35. Those who assign a certain cause to some effect or event, betray their ignorance of the true cause; for what is it that produces the effect, except the very thing by some of its accessory powers. (Every production is but a transformation of itself, by some of its inherent powers and properties).

36. Throw off at a distance, the doctrine of cause and effect invented by the ignorant; and know that to be true, which is without beginning and end, and the same appearing as the world. (An increate everlasting prototype in the mind of God).

CHAPTER II.
THE RECEPTACLE OF THE MUNDANE EGG.

Argument.—Refutation of the doctrine of the separate Existence of the world, and establishment of the tenet of the “One God as All in All.”

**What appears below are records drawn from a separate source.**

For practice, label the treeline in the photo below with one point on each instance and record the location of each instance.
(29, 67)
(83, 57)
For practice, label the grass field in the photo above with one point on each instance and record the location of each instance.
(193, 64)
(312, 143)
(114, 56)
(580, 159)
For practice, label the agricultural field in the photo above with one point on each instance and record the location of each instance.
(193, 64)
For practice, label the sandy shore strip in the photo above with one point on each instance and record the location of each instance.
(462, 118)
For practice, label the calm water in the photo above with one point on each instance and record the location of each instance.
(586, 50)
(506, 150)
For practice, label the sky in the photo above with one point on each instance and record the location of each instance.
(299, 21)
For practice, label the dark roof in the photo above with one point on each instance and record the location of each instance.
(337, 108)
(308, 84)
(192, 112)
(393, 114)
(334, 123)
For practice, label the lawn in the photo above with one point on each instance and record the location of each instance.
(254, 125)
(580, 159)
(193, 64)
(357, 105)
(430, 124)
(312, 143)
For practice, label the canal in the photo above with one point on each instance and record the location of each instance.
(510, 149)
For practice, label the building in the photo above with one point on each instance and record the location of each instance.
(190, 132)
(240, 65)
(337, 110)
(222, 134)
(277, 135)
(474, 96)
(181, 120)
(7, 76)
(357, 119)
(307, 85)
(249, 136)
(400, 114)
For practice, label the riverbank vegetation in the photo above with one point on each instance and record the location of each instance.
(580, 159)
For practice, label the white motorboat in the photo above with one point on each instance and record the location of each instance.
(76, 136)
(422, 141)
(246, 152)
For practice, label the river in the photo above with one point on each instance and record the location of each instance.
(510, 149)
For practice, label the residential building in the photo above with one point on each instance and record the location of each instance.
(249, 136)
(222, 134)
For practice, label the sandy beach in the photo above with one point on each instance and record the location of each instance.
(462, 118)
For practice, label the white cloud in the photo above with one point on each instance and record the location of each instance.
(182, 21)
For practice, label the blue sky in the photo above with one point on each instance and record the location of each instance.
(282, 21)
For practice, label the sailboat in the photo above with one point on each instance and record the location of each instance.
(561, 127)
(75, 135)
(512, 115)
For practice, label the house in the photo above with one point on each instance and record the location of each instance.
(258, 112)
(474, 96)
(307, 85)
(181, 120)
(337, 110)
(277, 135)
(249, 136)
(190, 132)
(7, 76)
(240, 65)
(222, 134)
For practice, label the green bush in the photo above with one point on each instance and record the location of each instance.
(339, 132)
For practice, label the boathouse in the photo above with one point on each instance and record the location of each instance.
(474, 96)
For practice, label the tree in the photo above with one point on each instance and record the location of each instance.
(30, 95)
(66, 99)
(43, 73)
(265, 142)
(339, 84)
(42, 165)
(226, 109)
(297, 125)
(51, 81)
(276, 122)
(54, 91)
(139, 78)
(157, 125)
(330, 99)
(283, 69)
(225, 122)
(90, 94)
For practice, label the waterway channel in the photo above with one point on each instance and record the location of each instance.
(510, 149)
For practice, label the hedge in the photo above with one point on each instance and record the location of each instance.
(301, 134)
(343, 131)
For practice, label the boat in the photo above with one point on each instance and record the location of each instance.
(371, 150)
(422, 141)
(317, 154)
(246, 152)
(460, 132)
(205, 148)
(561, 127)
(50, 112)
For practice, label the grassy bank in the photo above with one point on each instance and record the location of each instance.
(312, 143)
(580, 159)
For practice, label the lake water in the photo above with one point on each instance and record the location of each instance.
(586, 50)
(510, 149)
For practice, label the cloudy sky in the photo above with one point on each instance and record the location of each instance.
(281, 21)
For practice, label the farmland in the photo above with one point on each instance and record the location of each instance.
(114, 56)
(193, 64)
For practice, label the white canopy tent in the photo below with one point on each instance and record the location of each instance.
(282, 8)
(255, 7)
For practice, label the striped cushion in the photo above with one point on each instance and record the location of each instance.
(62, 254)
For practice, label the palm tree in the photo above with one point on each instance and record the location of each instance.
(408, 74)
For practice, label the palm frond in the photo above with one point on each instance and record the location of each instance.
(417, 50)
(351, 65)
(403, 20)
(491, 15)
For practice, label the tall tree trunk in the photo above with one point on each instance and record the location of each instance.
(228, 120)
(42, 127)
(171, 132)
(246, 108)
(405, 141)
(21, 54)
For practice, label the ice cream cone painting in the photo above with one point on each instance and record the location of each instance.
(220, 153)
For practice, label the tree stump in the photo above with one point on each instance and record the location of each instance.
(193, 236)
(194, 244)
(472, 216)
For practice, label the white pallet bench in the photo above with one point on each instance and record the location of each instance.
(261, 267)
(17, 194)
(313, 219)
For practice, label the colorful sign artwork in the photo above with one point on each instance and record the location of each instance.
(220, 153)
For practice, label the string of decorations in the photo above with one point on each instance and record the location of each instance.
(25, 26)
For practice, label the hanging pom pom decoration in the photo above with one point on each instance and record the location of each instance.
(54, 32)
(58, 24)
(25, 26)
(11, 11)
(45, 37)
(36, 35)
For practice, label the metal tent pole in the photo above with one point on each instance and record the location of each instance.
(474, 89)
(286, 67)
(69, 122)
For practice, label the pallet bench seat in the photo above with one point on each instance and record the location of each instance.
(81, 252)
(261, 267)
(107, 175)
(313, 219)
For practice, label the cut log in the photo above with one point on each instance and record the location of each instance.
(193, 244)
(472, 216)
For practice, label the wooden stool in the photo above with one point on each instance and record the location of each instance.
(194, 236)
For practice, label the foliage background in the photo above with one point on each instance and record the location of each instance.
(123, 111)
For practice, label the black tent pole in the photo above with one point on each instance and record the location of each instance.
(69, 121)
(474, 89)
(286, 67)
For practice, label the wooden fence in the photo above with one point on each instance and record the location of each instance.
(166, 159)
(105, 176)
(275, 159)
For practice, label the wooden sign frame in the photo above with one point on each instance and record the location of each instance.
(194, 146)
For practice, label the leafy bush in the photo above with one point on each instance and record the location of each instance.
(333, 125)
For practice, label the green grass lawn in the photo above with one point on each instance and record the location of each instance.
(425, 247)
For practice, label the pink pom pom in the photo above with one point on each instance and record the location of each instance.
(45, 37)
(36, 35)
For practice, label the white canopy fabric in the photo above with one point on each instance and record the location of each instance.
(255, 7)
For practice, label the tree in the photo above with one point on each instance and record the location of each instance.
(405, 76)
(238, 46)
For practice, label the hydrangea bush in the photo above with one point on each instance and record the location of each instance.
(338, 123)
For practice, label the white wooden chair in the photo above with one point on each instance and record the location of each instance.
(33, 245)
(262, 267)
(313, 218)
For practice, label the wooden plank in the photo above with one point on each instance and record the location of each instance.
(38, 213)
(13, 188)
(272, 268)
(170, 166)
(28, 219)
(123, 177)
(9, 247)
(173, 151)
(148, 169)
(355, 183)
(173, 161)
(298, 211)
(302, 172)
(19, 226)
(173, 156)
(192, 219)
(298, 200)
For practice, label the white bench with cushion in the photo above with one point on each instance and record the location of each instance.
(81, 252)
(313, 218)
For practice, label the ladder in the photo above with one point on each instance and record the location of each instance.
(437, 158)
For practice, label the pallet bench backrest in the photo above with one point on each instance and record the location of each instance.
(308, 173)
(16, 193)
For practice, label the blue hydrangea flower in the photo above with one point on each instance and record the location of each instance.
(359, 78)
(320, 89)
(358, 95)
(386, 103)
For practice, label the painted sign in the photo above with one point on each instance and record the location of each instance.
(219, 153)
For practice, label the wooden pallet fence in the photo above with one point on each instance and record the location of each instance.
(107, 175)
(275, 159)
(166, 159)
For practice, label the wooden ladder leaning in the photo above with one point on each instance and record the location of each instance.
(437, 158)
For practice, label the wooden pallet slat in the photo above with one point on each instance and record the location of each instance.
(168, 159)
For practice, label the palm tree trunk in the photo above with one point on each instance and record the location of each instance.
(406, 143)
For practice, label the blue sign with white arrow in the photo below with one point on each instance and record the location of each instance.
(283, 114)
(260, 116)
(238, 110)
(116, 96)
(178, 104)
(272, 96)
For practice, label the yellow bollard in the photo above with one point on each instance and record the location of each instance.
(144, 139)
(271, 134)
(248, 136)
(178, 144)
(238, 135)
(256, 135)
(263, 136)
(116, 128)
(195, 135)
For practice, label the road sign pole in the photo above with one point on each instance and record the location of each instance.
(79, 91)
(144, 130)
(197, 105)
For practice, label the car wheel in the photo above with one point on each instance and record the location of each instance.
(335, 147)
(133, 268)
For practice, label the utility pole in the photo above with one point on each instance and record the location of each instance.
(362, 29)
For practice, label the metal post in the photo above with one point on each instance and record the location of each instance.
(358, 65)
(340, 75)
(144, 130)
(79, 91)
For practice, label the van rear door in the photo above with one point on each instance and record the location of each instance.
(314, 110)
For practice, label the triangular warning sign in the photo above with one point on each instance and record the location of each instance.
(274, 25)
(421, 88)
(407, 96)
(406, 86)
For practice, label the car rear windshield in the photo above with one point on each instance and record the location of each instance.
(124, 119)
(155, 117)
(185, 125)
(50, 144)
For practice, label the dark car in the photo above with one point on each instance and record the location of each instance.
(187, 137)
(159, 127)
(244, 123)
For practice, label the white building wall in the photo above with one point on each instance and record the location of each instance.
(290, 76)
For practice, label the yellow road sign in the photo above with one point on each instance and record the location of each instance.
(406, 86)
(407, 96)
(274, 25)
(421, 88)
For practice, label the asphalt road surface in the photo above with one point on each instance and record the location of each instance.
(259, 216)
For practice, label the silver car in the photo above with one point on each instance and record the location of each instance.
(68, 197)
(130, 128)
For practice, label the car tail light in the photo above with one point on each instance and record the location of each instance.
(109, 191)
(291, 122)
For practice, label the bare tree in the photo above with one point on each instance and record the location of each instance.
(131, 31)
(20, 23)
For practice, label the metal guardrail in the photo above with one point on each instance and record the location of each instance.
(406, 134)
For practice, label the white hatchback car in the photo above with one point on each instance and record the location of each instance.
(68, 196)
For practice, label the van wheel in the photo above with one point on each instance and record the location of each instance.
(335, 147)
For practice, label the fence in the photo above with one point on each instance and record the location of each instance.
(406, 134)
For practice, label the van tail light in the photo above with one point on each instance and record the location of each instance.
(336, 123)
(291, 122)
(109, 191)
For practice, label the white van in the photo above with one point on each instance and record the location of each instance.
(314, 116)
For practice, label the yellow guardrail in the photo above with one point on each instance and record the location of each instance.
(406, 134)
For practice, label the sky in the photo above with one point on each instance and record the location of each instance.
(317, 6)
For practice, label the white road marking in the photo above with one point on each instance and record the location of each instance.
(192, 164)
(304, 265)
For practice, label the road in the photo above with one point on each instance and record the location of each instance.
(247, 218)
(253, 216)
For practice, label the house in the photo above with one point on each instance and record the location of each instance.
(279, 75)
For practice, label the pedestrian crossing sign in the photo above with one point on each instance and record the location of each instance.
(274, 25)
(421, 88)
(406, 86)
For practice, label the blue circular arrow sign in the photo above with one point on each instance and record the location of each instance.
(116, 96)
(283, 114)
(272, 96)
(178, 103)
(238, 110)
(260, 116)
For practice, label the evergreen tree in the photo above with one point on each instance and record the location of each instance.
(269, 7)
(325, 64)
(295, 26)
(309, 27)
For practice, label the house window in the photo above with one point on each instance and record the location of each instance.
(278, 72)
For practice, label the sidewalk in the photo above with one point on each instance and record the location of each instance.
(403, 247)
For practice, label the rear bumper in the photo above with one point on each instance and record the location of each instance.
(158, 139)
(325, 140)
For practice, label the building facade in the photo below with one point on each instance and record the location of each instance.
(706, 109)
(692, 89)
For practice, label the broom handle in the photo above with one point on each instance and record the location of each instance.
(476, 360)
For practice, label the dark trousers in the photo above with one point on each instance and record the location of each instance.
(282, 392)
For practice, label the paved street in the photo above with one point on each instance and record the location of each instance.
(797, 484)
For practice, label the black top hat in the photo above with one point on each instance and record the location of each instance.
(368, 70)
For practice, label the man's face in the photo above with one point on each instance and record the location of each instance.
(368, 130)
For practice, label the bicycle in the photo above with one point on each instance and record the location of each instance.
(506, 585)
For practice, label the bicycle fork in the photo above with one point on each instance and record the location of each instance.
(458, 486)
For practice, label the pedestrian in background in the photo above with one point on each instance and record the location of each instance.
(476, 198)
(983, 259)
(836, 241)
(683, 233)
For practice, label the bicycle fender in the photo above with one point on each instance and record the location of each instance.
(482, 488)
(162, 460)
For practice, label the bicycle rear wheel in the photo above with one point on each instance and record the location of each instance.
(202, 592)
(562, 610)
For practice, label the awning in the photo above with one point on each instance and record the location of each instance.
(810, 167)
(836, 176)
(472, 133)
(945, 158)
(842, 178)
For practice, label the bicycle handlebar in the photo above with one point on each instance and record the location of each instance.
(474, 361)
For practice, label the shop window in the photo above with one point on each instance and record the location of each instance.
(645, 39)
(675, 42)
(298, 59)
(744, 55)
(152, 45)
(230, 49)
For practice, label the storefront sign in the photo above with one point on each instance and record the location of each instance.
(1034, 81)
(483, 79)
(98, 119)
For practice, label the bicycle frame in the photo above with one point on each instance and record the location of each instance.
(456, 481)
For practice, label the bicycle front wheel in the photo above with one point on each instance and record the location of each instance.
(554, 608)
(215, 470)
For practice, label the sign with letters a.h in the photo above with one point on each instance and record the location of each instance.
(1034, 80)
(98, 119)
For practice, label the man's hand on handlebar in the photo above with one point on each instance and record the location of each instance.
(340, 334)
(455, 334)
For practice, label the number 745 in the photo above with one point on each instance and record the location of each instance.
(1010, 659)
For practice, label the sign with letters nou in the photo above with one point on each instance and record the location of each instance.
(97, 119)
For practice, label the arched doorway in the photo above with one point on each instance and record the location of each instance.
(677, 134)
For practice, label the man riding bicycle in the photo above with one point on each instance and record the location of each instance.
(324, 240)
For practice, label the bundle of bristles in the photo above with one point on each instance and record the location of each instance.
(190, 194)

Vasishtha said:—Now Ráma! that best knowest the knowable, I will tell thee in disparagement of thy belief in the separate existence of the world; that there is one pure and vacuous principle of the Intellect only, above all the false fabrications of men.

2. If it is granted, that there was the germ of the world in the beginning; still it is a question, what were the accompanying causes of its development.

3. Without co-operation of the necessary causes, there can be no vegetation of the seed, as no barren woman is ever known or seen to bring forth an offspring, notwithstanding the seed is contained in the womb.

4. If it was possible for the seed to grow without the aid of its accompanying causes, then it is useless to believe in the primary cause, when it is possessed of such power in its own nature.

5. It is Brahmá himself who abides in his self, in the form of creation at the beginning of the world. This creation is as formless as the creator himself, and there is no relation of cause and effect between them.